In deze zaak heeft het Gerecht in Eerste Aanleg van Bonaire, Sint Eustatius en Saba op 3 juli 2018 uitspraak gedaan in een geschil tussen de besloten vennootschap Massive Productions B.V. en de Gezaghebber van het Openbaar Lichaam Bonaire. De zaak betreft de sluiting van een kermis door de gezaghebber, die werd genomen ter bescherming van de veiligheid van de bezoekers. De sluiting vond plaats op 3 november 2017, waarna eiseres, Massive Productions B.V., geen bezwaar heeft aangetekend tegen deze beschikking. Eiseres heeft in haar verzoekschrift, ingediend op 14 december 2017, verzocht om de bestreden beschikking te vernietigen en om een nieuw besluit te eisen, dan wel om te bepalen dat de uitspraak in de plaats treedt van de bestreden beschikking.
Tijdens de behandeling ter terechtzitting op 12 juni 2018 heeft eiseres betoogd dat zij nog steeds belang heeft bij de procedure, ondanks het feit dat de kermisperiode inmiddels voorbij is.
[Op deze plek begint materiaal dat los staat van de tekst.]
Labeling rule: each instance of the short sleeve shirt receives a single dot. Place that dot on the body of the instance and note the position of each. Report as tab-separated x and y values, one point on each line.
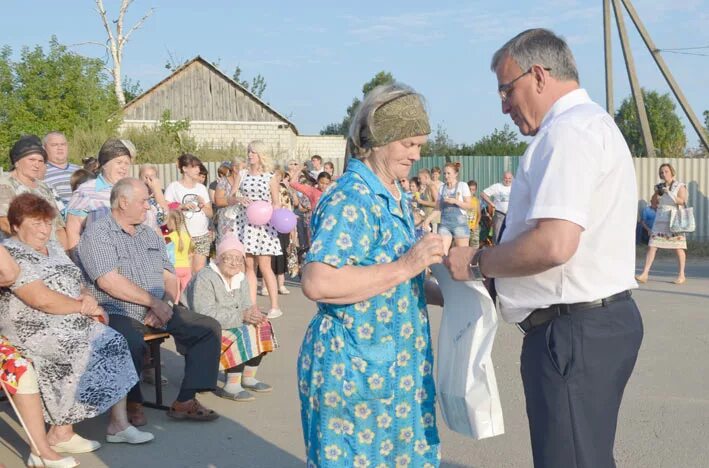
197	222
500	195
11	187
91	200
141	258
59	179
577	168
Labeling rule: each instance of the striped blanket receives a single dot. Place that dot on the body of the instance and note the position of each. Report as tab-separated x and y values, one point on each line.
246	342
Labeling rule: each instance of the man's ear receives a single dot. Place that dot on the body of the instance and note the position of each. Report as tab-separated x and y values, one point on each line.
540	77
Eiseres stelt dat de sluiting onrechtmatig was en dat zij een schadevergoedingsprocedure wil opstarten. Eiseres heeft aangevoerd dat er geen gebreken zijn geconstateerd tijdens inspecties en dat de gezaghebber zich had moeten beperken tot het sluiten van defecte attracties, in plaats van de gehele kermis. Verweerder, de gezaghebber, heeft echter betoogd dat de sluiting rechtmatig was, omdat de kermis niet veilig was en dat de sluiting een handhavingsmaatregel was ter bescherming van de openbare orde en veiligheid.
Het Gerecht heeft geoordeeld dat eiseres nog belang heeft bij het beroep, gezien het mogelijke verzoek om schadevergoeding. Het Gerecht heeft vastgesteld dat de inspectierapporten wezenlijke gebreken aan de attracties hebben aangetoond en dat de gezaghebber op goede gronden heeft besloten tot sluiting van de kermis. De uitspraak concludeert dat het beroep ongegrond is verklaard en dat eiseres de proceskosten aan de zijde van verweerder dient te vergoeden, begroot op US$ 586,50 aan gemachtigdensalaris.